How to Check Your Windows 10 Version

Learning how to check your Windows 10 version is easy. There’s no denying that Windows 10 loves to toss an occasional update at you from time to time. You’ve probably noticed the accompanying “working on updates” screen on your computer when that happens. What’s more: beside the regular “maintenance” updates there are also “feature” updates, which actually add new features to your Windows 10 operating system that weren’t available before the update.

But what does all that mean to you?

In short, it means that you may be reading on the internet about a certain Windows 10 feature and then discover that the feature isn’t available on your computer, because your computer hasn’t downloaded the corresponding feature update (yet).

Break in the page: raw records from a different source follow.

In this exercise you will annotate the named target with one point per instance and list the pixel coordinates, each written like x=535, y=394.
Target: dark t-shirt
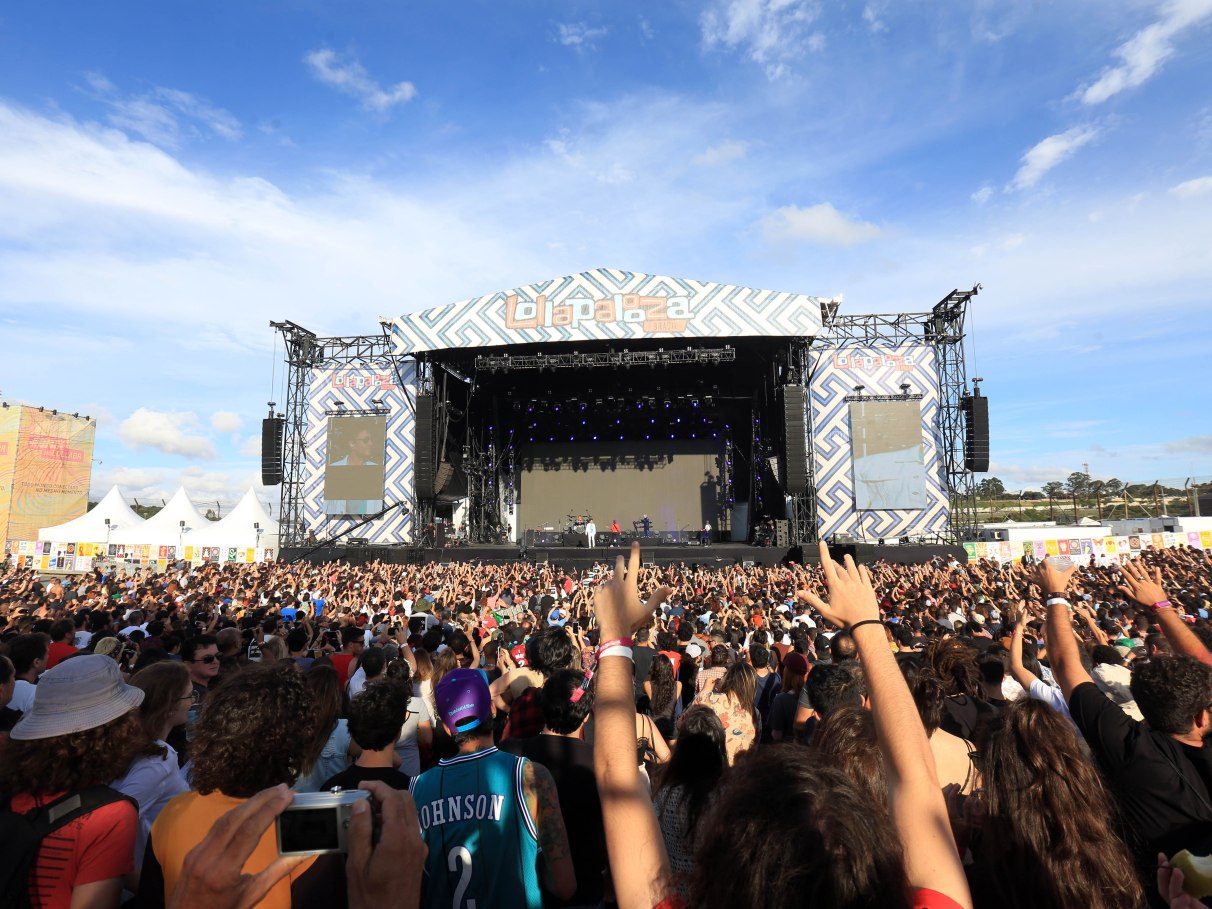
x=571, y=764
x=350, y=777
x=642, y=656
x=1164, y=788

That can get confusing very quickly. So it can be helpful to find out which version of Windows 10 you are using.

How to Check Your Windows 10 Version - Quick Steps

So let’s see how to check your Windows 10 version. To get started, click the Windows start button in the bottom left corner of your screen and select settings.

How to check your Windows 10 version

Windows will then open the Windows settings screen. In the Windows settings screen, click “System”.

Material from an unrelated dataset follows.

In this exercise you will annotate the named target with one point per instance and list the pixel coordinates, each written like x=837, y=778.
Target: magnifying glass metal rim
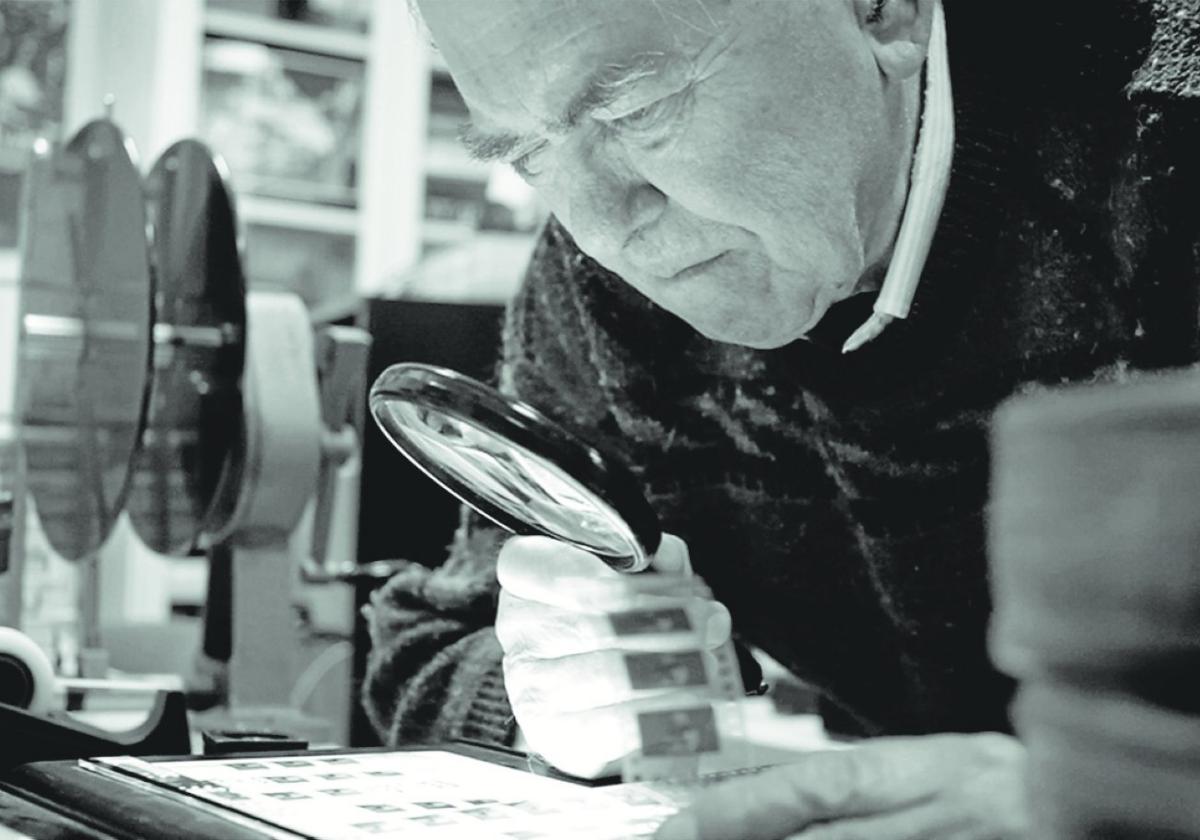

Now you’ll land in the system settings, where you might have to scroll down a bit in order to get to “About” at the bottom of the list.

Click “About” to proceed. Now Windows will display a whole list of details and information about your computer on the right hand side of the window, including the Windows 10 version that you’re currently using.

In the example image above you can see that it’s running Windows 10, version 2004, OS build 19041.508. You’ll also find an “Experience” number, in this case Windows Feature Experience Pack 120.2212.31.0.

Indeed, when specifying a Windows 10 version, you’ll often hear it being referred to by its “build” number. This is how to check your Windows 10 version number, including the build number, should you ever need it.

Besides knowing how to find out which version of Windows 10 you’re using to verify whether or not a certain Windows 10 feature is available on your computer, there can also be other reasons for knowing which version of Windows 10 you’re running. For example, most software packages or applications come with a list of minimum system requirements that are needed to be able to run the software. Oftentimes they’ll also include a minimum build number for your version of Windows 10. In cases like that, it can be helpful if you know how to check your Windows 10 version.